JOHN COCKAYNE: Golf discussion feature: Managing the customer
Monsters and myths about how to keep your customers reasonably happy
The customer being a business’s most important asset seems to be a truism that too many people have forgotten. The misses in customer service seem to range from the glaring to the much less obvious. But at whatever level, all reveal a real lack of understanding about what should be happening to make customer interactions effective.
I recently had an appalling service experience when buying a new laptop. The short version of the story was that the company made a horse’s tail of what should have been a CR 101 interaction. Instead of apologising in writing for the misses (which were very real) and offering me a token of their appreciation for my taking the time to detail the issues in the form of a voucher or a similar token, the company’s customer service manager said that “this is not what we do”.

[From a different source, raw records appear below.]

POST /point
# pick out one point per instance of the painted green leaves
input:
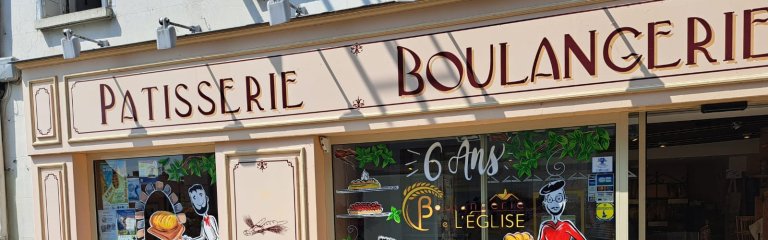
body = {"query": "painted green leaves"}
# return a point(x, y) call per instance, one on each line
point(530, 147)
point(192, 166)
point(395, 215)
point(378, 155)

What they did eventually was to refund the sale, thereby losing R21,000 worth of business and a customer of 25 years. The apology and a voucher for say R2,000 would have brought me back into the shop to spend an estimated R5,000 more and they would have kept the original sale while retaining a customer.
To explore some of the monsters and myths around customer service, I am joined by Damian Wrigley, the country club GM at the iconic Jack Nicklaus signature course at Val De Vie in the Western Cape.
JC: Odds are that there are likely to be more bad customers than vendors, but in the context that a customer is any business’s most valuable asset, some of the misses are mind-boggling. So what is Pearl Valley’s stance in a management sense in this key area?
DW: We believe there are no bad customers, but there will be occasional instances where customers, with unrealistic expectations, take their frustrations out on club employees and in our sector, conflict resolution is a skill that can be tested regularly. My sense is that if you treat your members like royalty and your visitors like members, you will please most people.
JC: Would you agree that there are both structural and service elements in finding the best way to manage customer expectations?
DW: Definitely, and having the correct blend of services and activities in the mix is key, as are well trained staff in these areas to manage the direct engagement with the customer.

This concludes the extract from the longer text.